Reinsurance paid high medical bills for Minnesotans who bought their own insurance
Minnesota’s premium security program, also known as reinsurance, helped pay high medical bills so the expenses weren’t added to people’s premiums. The help from the state meant monthly premiums in 2018 and 2019 were 20 percent lower on average. In fact, with the help of reinsurance Minnesota’s premiums in 2019 are the lowest in the country and enrollment from March 2018 to March 2019 remained steady.
While premiums decreased, medical bills did not. Monthly medical bills for these Minnesotans increased 8 percent per person over 2017. In all, these Minnesotans paid $867 million in premiums and had medical bills that reached $686 million.
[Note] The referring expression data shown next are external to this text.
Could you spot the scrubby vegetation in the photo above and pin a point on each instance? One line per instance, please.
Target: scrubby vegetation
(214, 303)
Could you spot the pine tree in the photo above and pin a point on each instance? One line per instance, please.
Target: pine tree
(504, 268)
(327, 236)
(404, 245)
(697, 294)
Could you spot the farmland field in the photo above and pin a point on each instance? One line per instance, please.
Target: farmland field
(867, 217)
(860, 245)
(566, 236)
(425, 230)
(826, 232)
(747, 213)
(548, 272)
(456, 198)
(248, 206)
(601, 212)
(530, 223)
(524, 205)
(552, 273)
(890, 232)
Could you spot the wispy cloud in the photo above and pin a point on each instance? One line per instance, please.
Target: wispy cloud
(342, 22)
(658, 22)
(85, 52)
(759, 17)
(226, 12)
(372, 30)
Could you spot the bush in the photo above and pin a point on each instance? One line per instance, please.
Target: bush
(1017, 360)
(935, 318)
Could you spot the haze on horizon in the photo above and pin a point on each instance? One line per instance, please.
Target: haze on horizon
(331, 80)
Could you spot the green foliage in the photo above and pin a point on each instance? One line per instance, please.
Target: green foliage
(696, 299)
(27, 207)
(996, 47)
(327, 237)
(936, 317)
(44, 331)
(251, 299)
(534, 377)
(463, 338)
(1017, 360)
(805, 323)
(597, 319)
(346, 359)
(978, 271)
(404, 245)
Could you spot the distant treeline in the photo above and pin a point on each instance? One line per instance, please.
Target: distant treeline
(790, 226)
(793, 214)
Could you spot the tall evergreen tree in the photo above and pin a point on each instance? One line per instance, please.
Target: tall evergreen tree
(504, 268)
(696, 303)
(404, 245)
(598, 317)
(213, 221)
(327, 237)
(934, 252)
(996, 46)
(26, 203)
Since 2014, enrollment, premiums and medical bills have been difficult to predict. Between 2014 and 2018, total expenses have surpassed revenue by $395 million, a five-year average margin of -7 percent of premium revenue.
Two health insurers expect to send rebates to people who bought policies where medical bills weren’t as high as predicted when the rates were approved in 2017. Setting accurate premiums for these Minnesotans continued to be difficult as margins averaged 23 percent of premium revenue industry wide.
“The most important thing for Minnesotans to know is that when medical bills aren’t as high as a company expected, the people enrolled get rebates. This part of the law ensures the money people pay for premiums goes for care,” said Patsy Riley, interim president of the Minnesota Council of Health Plans.